A estranha relação de Carolina com o sono quase terminou com o casamento. O marido, lógico, não aceitava com alegria sua expulsão do quarto do casal. Mesmo assim, reconhecia a necessidade, pois a filha não pregava o olho enquanto ele não se retirava. A salvação foi descobrir que ela ficava muito mais tranquila quando a própria mãe se ausentava, deixando-a só. A partir de então, viram Carolina dormir em seu próprio quarto, sozinha, porta fechada, tudo com menos de três meses de idade.

Nunca, porém, o sono da menina deixava de ser preocupação. Quando começou a falar, suas queixas eram estranhas: sombra, mamãe. E escureciam ao máximo o quarto. Lagartixa, mamãe: e caçavam o animalzinho no canto do teto. Mosquito, mamãe: bom, essa reclamação encontrava eco na normalidade. Aos cinco anos ela ganhou um pequeno aquário habitado por um peixe Beta. Colocaram sobre a escrivaninha, imaginando que seria bom para ela curtir a companhia. Na manhã seguinte, lá estava o aquário no corredor, do lado de fora da porta do quarto. Perguntaram a razão. Ele nada durante a noite, foi o que explicou Carolina.

Aos poucos o problema ficava claro: Carolina, desde que nascera, despertava com o menor movimento que percebesse. Por isso adormecia no escuro, sozinha, sem nada se mexendo ao redor. Também essa era a razão de ter destruído três móbiles dados pelo tio (e não uma suposta antipatia que imaginávamos). Dar-se conta desse problema a fazia sofrer, principalmente depois de passar a noite em claro na primeira, e única, vez em que foi dormir na casa de uma amiga. E, para receber colegas e primos em sua casa, só se dormissem na sala de TV. Viagens, passeios, excursões, campeonatos esportivos em outra cidade, nem pensar. E isso explicava o fato de se manter acordada dentro do automóvel, quando todas as crianças dormem ferrado em viagens.

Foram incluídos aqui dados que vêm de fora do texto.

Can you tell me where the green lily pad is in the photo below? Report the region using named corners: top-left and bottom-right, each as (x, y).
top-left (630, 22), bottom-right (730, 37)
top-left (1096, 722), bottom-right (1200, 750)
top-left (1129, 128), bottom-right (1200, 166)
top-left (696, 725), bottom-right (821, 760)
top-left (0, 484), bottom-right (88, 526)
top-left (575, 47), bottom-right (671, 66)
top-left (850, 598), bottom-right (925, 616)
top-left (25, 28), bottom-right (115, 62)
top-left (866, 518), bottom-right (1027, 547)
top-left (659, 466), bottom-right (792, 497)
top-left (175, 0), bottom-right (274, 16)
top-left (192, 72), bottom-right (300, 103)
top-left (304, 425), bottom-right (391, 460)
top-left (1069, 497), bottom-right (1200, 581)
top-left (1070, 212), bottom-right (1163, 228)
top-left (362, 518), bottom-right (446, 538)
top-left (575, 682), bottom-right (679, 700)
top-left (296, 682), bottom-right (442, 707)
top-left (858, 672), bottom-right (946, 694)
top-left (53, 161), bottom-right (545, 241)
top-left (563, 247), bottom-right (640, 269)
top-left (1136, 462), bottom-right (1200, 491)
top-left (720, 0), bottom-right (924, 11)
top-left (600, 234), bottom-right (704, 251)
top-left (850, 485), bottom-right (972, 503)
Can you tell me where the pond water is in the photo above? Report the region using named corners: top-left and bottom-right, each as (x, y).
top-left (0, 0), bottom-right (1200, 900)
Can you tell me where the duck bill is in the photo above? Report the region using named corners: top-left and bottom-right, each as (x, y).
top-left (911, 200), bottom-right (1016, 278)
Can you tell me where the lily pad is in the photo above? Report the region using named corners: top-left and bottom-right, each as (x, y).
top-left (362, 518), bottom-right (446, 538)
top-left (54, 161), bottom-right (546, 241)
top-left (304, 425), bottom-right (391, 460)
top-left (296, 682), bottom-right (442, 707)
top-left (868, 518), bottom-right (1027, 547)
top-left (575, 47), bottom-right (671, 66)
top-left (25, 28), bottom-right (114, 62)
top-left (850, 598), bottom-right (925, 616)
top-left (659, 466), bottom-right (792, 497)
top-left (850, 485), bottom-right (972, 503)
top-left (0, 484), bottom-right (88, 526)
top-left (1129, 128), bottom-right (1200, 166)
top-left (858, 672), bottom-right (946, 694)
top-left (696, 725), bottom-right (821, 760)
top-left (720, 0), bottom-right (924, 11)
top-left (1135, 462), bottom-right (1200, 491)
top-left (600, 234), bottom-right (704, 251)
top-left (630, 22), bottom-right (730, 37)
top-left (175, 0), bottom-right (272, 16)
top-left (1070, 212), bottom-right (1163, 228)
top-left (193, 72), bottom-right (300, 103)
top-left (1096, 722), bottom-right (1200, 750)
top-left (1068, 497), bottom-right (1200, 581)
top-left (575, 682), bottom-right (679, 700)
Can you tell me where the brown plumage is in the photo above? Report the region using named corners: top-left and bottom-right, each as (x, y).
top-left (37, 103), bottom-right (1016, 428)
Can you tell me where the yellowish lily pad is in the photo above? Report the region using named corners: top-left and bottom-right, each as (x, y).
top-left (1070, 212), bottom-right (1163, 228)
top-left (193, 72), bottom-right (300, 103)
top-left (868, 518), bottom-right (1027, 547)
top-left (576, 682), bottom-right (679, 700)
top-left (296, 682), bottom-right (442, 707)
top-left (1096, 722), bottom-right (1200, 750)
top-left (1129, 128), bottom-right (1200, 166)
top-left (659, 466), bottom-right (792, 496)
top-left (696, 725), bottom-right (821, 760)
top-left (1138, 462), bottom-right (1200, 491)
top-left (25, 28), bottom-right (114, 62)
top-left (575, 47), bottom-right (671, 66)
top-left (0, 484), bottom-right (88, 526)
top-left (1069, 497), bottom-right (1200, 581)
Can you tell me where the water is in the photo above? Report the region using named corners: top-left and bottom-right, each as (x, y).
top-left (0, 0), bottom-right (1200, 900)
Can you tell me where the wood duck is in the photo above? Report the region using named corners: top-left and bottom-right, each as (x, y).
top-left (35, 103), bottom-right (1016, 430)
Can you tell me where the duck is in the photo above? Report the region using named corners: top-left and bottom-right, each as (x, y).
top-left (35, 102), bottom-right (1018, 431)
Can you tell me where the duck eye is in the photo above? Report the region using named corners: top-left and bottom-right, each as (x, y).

Carolina cresceu. Os filhos sempre crescem. E muito mais rapidamente do que gostariam os pais. Hoje, já uma moça, como não poderia deixar de ser, a menina está namorando. Fernando é o nome do rapaz. Estuda Educação Física, tem quase dois metros de altura e ficou para dormir. Armaram para ele o sofá-cama da sala de televisão, na esperança de que se acomodasse com razoável conforto. Neste momento a mãe está na cama, mas não consegue dormir: o pai caminha de um lado para outro sem parar, bem na frente dela. É compreensível sua preocupação. Ao desconfiar de que algo se move para além de sua porta, teme que Carolina não esteja dormindo.